I’m guilty of it, too; guilty of saying all of those things in my work and personal life, which doesn’t make sense because I’m not acting recklessly; nor tweeting obscene rants about Kanye; nor intentionally being a neglectful and bad friend, girlfriend, daughter and sister, nor suggesting a Beyoncé idea for every brand I work on (although that would be kinda cool, right?!). I’m a creative, intelligent, curious woman who is sometimes right, sometimes wrong, sometimes stretched too thin (self-inflicted or otherwise), but somehow unable to not say “sorry” at every turn.

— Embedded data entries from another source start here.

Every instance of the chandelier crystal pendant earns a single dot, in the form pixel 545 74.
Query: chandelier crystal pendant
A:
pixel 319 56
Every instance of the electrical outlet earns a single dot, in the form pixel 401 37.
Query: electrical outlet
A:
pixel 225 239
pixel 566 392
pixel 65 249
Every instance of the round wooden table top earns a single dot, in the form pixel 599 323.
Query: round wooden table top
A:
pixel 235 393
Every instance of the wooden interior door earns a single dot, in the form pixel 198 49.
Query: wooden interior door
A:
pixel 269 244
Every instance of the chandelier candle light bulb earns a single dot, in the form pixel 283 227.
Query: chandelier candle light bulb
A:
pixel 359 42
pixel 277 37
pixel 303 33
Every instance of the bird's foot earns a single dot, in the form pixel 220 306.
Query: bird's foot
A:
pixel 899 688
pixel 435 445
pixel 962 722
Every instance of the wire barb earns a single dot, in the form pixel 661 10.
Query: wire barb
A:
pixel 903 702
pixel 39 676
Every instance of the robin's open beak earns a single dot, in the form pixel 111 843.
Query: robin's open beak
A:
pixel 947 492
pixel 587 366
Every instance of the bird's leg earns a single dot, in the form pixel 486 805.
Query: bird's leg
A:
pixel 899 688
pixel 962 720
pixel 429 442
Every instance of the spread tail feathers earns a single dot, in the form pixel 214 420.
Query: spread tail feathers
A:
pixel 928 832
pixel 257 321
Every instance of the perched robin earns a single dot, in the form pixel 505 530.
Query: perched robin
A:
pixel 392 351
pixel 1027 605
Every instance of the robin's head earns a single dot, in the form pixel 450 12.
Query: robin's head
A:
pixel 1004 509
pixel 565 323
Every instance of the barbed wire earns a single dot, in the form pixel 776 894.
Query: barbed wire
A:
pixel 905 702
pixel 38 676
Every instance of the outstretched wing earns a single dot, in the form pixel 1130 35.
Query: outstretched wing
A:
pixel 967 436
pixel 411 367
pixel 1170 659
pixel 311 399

Dunham’s post – and my experience over the last year and a half, as I’ve been shifting my career path and focus at Fast Horse – made this all the more clear to me. It has been a learning experience for me to own my power as someone coming up in this industry, and to do so without coming across as being bitchy or bossy or emotional. All of those things may be true at some time or another, but those words are thrown around far too often and lead to a dangerous mix of growing confidence and insecurities, which begets couching ideas and feelings and personalities with apologies and feeling so sorry.
So, I’m going to challenge myself – much like Dunham’s father challenged her – to let go of fake apologies and other inauthentic phrases for the next month. I’m going to recognize and own my vulnerability and grow from it instead of reacting and apologizing for it. No more fake apologies, no more couching ideas in a brainstorm and no more self-inflicted guilt. It’s time to replace those feelings and actions with actual expressions – straightforward, kind and authentic – that will allow for more sincere interactions and personal growth. It’s tough to admit that I have and contribute to the problem, but it’s even tougher to imagine that my actions could cultivate a place where that behavior is seen as normal. Much like Dunham, “I’m just sorry it took me so long.”